US dockworkers have agreed to end a three-day strike that brought shipping to a standstill along the east and Gulf coasts, after reaching a tentative six-year pay deal with the United States Maritime Alliance (USMX).
The strike, which began on October 1, halted container traffic at 36 ports from Maine to Texas, affecting major hubs like New York, Baltimore, and Houston.
Members of the International Longshoremen’s Association (ILA) union, representing 45,000 workers, walked out for the first time since 1977. The economic cost of the strike was estimated at up to $5 billion per day by JP Morgan analysts. Workers returned to their posts after the USMX agreed to a wage increase of 62% over six years. The deal represents a significant improvement over the employers’ earlier offer of a 50% rise.
Despite this resolution, the dockworkers have only suspended their strike until January. The union has said it will return to the bargaining table to negotiate on other issues, particularly automation, which the ILA fears will lead to widespread job losses.

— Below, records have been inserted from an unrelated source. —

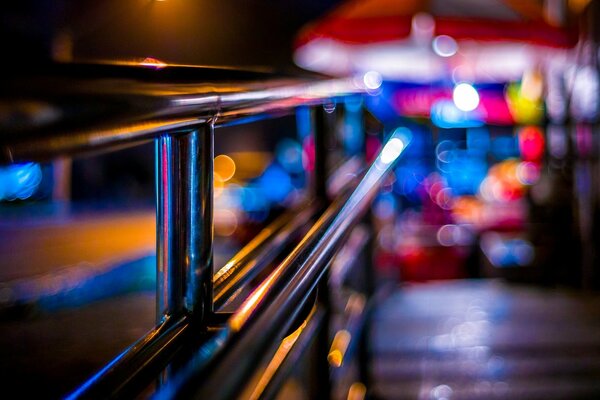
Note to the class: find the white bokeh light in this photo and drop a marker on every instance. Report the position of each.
(465, 97)
(372, 80)
(444, 46)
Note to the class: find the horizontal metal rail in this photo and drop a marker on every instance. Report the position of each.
(269, 311)
(92, 108)
(125, 105)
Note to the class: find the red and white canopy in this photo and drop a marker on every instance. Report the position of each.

President Joe Biden welcomed the agreement, emphasizing the importance of the dockworkers to the nation’s economy. “Today’s tentative agreement on a record wage and an extension of the collective bargaining process represents critical progress towards a strong contract,” Biden said. Vice-President Kamala Harris also praised the deal, reiterating the power of collective bargaining and the importance of fair wages for essential workers.